Thursday, April 11, 2013

Megalithic Stone Cup-and-Ring Markings and Their Meaning


Megalithic Stone Cup-and-Ring Markings and Their Meaning

Cup-and-ring Markings from Scotland
(After Sir J. Simpson)
Another singular emblem, upon the meaning of which no light has yet been thrown, occurs frequently in connexion with megalithic monuments. The accompanying illustrations show examples of it. Cup-shaped hollows are made in the surface of the stone, these are often surrounded with concentric rings, and from the cup one or more radial lines are drawn to a point outside the circumference of the rings. Occasionally a system of cups are joined by these lines, but more frequently they end a little way outside the widest of the rings. These strange markings are found in Great Britain and Ireland, in Brittany, and at various places in [pg 68]India, where they are calledmahadéos.42 I have also found a curious example—for such it appears to be—in Dupaix' “Monuments of New Spain.” It is reproduced in Lord Kingsborough's “Antiquities of Mexico,” vol. iv. On the circular top of a cylindrical stone, known as the“Triumphal Stone,” is carved a central cup, with nine concentric circles round it, and a duct or channel cut straight from the cup through all the circles to the rim. Except that the design here is richly decorated and accurately drawn, it closely resembles a typical European cup-and-ring marking. That these markings mean something, and that, wherever they are found, they mean the same thing, can hardly be doubted, but what that meaning is remains yet a puzzle to antiquarians. The guess may perhaps be hazarded that they are diagrams or plans of a megalithic sepulchre. The central hollow represents the actual burial-place.

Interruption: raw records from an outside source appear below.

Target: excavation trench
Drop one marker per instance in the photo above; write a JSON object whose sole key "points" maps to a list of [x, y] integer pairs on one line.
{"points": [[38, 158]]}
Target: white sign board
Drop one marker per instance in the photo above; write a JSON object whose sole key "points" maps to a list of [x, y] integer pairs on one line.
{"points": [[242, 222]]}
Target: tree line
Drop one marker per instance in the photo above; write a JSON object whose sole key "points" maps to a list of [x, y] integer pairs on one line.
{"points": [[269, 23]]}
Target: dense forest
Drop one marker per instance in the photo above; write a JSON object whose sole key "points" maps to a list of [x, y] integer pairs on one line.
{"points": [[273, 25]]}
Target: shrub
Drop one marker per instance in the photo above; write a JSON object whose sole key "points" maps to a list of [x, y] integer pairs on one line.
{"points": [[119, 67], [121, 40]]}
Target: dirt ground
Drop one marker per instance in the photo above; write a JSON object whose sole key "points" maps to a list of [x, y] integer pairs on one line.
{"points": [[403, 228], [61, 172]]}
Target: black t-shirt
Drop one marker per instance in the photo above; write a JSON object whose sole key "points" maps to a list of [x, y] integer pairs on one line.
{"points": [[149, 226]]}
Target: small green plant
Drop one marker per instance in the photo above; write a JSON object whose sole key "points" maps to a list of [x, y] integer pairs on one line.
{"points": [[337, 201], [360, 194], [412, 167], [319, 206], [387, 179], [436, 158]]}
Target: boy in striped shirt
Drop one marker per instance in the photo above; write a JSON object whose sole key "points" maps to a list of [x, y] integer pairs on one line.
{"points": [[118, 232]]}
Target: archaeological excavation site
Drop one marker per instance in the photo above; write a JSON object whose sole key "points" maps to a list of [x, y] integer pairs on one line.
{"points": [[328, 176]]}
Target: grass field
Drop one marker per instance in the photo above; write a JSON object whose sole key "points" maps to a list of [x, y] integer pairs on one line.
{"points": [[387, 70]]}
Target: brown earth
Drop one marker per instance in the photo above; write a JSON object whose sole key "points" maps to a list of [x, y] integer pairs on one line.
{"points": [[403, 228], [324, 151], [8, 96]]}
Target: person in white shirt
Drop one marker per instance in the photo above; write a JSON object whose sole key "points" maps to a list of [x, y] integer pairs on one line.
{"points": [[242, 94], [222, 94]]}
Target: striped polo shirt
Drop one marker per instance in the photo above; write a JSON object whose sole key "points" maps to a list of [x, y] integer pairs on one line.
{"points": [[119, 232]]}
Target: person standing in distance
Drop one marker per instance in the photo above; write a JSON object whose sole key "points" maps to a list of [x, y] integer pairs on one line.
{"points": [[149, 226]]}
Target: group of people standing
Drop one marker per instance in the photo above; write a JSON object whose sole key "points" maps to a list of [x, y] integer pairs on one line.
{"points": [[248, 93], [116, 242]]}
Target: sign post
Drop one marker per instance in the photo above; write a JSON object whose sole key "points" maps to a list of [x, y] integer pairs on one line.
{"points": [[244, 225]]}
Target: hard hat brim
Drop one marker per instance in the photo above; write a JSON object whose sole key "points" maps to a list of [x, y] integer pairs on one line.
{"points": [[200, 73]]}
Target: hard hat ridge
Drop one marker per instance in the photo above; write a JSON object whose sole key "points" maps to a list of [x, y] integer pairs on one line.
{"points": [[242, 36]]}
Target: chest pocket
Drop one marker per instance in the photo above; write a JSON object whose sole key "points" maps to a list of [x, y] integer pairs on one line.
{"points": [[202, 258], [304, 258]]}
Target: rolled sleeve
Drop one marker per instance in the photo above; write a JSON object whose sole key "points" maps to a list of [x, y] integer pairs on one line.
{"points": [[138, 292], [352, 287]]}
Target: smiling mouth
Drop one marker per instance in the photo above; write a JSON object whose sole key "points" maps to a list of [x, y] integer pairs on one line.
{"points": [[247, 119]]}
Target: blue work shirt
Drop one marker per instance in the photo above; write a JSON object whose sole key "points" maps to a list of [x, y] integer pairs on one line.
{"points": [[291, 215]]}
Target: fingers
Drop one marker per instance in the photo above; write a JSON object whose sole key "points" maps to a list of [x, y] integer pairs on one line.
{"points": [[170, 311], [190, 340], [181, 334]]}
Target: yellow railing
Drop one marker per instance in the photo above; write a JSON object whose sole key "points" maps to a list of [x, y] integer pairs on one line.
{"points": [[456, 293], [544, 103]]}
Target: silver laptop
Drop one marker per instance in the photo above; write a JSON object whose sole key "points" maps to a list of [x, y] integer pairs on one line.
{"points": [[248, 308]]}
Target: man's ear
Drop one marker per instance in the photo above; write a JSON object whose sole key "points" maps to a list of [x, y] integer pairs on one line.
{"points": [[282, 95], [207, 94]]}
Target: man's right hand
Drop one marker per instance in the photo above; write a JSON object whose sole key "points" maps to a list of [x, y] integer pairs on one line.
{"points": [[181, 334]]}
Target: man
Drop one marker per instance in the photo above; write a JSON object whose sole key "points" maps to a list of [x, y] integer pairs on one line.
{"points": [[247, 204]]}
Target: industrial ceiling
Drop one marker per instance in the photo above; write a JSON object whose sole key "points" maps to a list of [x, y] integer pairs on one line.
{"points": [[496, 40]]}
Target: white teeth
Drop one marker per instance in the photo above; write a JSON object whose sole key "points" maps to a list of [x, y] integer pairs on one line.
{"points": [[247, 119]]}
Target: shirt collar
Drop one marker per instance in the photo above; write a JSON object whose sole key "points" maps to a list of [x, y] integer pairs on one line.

The circles are the standing stones, fosses, and ramparts which often surrounded it; and the line or duct drawn from the centre outwards represents the subterranean approach to the sepulchre. The apparent “avenue” intention of the duct is clearly brought out in the varieties given below, which I take from Simpson. As the sepulchre was also a holy place or shrine, the occurrence of a representation of it among other carvings of a sacred character is natural enough; it would seem symbolically to indicate that the place was holy ground. How far this suggestion might apply to the Mexican example I am unable to say.